Figure 1. Lipoic acid and PGE₂ stimulates cAMP in a concentration-dependent manner

(A) Purified human NK cells (1–2 × 10⁵) were stimulated with 0, 10, 25, 50, 75 and 100 μg/ml LA for 1 minute and centrifuged. The pellets were resuspended in 0.1 M HCl and lysed with boiling for 10 minutes. The supernatants were used in cAMP assays. N = 4 donors in duplicate, * indicates statistically significant compared to unstimulated control, p < 0.05. (B) Purified human NK cells were stimulated with 100 μg/ml LA for 0, 1, 5, 15, 30 and 60 minutes (B), 0.001, 0.01, 0.1, 1, 10 and 100 μM PGE₂ for 1 min (C), or 10 μM PGE2 for 0, 1, 5, 15, 30 and 60 minutes (D). Samples were processed as described in A. N = 3 donors in duplicate for B–D, * indicates statistically significant compared to unstimulated control, p < 0.05.

Figure 2. LA stimulates cAMP production via the EP2 and EP4 receptors

NK cells (1 × 10⁵) were pre-incubated with 50 μM AH6809 (A) or AH23848 (B) for 30 minutes in RPMI and then stimulated with 10 μg/ml LA or 1 μM PGE₂ for 1 minute. Media was removed and cells were lysed with 0.1 M HCl and boiling for 10 minutes. cAMP assays were determined by ELISA as described in materials and method. Data are graphical representatives of 3 donors in duplicate. * indicates statistically significant compared to stimulated controls, p< 0.05.
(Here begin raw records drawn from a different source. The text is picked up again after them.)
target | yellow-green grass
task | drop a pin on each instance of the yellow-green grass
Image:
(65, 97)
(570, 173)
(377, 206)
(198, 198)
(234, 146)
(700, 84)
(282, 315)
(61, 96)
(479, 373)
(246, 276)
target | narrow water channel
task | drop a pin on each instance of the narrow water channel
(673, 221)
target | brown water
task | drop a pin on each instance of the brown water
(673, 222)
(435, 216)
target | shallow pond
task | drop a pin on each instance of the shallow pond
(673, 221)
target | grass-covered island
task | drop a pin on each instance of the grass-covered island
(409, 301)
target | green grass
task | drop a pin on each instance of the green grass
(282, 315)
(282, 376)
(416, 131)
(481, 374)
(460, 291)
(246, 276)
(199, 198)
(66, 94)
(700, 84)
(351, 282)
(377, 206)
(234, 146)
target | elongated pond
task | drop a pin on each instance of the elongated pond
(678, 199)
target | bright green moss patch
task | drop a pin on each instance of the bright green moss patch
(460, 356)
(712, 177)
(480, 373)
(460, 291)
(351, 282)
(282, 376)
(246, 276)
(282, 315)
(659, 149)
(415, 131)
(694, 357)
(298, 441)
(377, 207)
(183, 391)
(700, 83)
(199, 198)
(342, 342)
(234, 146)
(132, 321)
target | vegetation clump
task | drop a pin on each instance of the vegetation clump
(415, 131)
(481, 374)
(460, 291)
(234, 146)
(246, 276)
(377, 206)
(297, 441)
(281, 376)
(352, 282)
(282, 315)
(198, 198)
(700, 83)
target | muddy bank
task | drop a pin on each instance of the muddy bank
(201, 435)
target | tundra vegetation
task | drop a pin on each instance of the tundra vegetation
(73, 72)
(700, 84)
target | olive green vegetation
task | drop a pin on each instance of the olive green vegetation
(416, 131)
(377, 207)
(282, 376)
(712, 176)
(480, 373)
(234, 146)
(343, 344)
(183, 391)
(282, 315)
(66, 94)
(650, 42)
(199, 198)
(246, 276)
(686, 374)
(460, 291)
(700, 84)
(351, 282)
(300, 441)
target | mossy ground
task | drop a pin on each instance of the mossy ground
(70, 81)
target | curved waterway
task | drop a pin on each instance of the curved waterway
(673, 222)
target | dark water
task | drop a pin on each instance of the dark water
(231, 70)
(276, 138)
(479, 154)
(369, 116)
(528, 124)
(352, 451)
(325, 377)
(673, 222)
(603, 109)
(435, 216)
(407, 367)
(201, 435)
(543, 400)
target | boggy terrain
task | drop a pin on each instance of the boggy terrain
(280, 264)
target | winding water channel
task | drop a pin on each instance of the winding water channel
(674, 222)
Figure 3. LA stimulates cAMP production in HEK 293 EBNA cells transfected with the EP2 or EP4 receptors

HEK 293 EBNA cells were plated on a 12 well plate at 2 × 10⁵ cells per well for 24 hours. Cells were transfected with 5 μg EP2 or EP4 DNA using lipofectamine 2000 and stimulated 48 hours later with 100 μ/ml LA (A) or 1 nM PGE₂ (B) in the presence of 100 μM IBMX for 1 hour. Cells were scraped in 0.1 M HCl and boiled for 10 minutes. The supernatant was then used for determining cAMP levels by ELISA. Depicted is a representative of 3 donors in duplicate. * indicates statistically significant compared to untreated, transfected cells, p< 0.05.
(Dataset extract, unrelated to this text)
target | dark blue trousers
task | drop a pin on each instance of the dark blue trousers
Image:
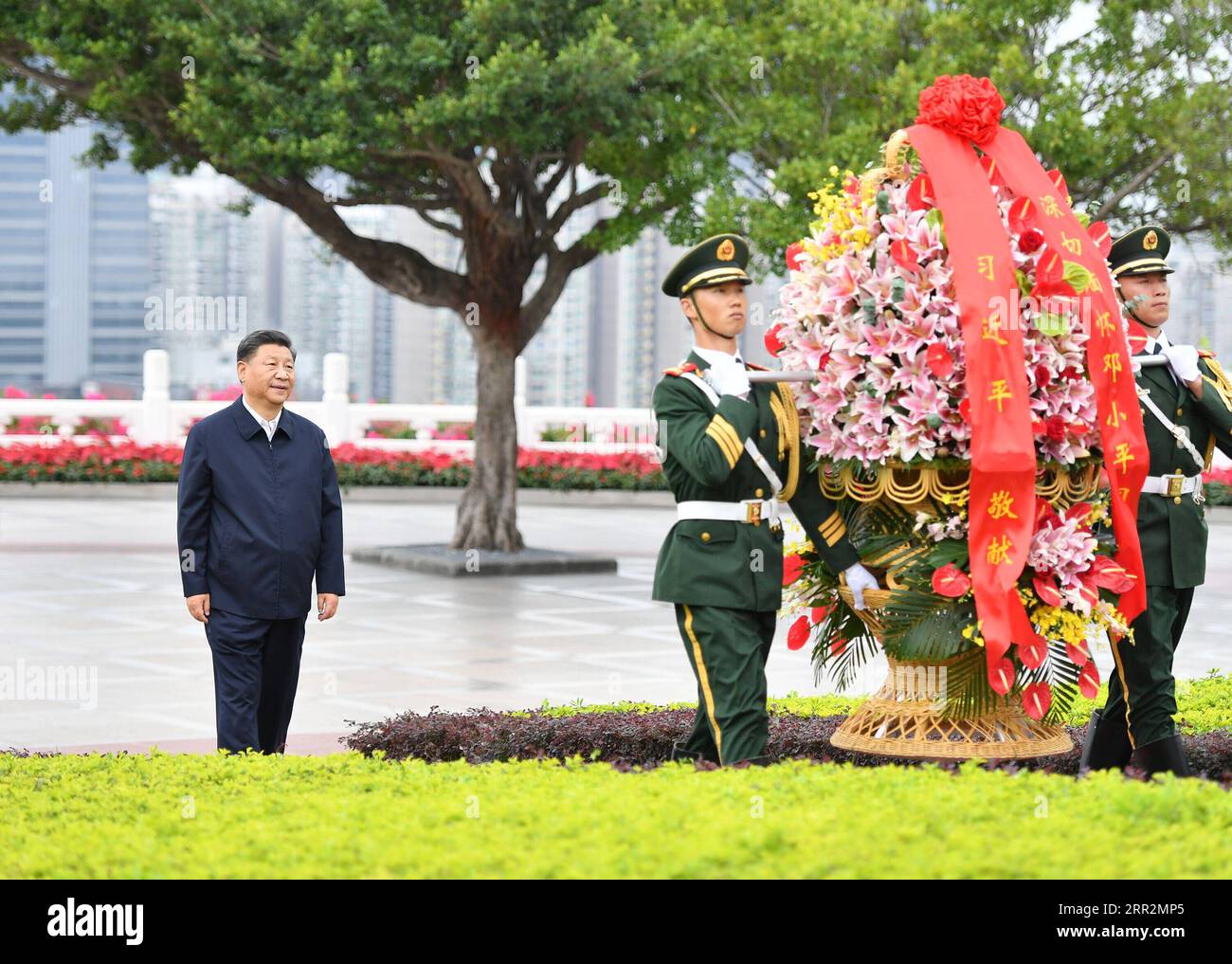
(257, 669)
Figure 4. EP2 and EP4 inhibitors block cAMP production in HEK EBNA cells transfected with the EP2 or EP4 receptors

HEK 293 EBNA cells were plated on a 12 well plate at 2 × 10⁵ cells per well for 24 hours. Cells were transfected using lipofectamine 2000 and pre-incubated with AH6809 (A-B) or AH23848 (C-D) 48 hours later in the presence of 100 μM IBMX. After 30 minutes, cells were then stimulated with 100 μg/ml LA (A,C) or 1 nM PGE₂ (B,D) for 1 hour. Cells were scraped in 0.1 M HCl and boiled for 10 minutes. The supernatant was then used for determining cAMP levels by ELISA. Depicted is a representative of 3 donors in duplicate. * indicates statistically significant compared to stimulated controls, p< 0.05.

Figure 5. The AC inhibitor (2′5′-dideoxyadenosine or ddAdo) blocks cAMP production in human NK cells

NK cells (1 × 10⁵) were pre-incubated with the indicated concentrations of 2′5′ddAdo for 30 minutes in RPMI and then stimulated with 100 μg/ml LA (A) or 1 μM PGE₂ (B) for 1 minute. Media was removed and cells were lysed with 0.1 M HCl and boiling for 10 minutes. cAMP assays were determined by ELISA. Depicted is a representative of 3 donors in duplicate. * indicates statistically significant compared to stimulated controls, p< 0.05.

Figure 6. LA inhibits IFNγ secretion and NK cell cytotoxicity

(A) Purified NK cells were plated on a 96-well plate at 1 × 10⁵ cells per well in RPMI. Cells were pre-treated with 1 mM rolipram (30 min) or 25 or 50 μg/ml LA (1 min) then stimulated with a combination of IL-12/IL-18 for 24 hours. Ten percent FBS was added after treatment to ensure cell survival overnight. Supernatants were used to measure IFNγ secretion by ELISA. Depicted is a representative of 3 donors in duplicate. * indicates statistically significant compared to stimulated control, p< 0.05. (B) LDH release. NK cells were pre-incubated with rolipram or LA prior to addition of K562 target cells at a 6:1 effector:target ratio. The supernatant was removed and used for measurement of LDH release as in materials and method. Depicted is a representative of 3 donors in duplicate. * indicates statistically significant compared to untreated control, p< 0.05.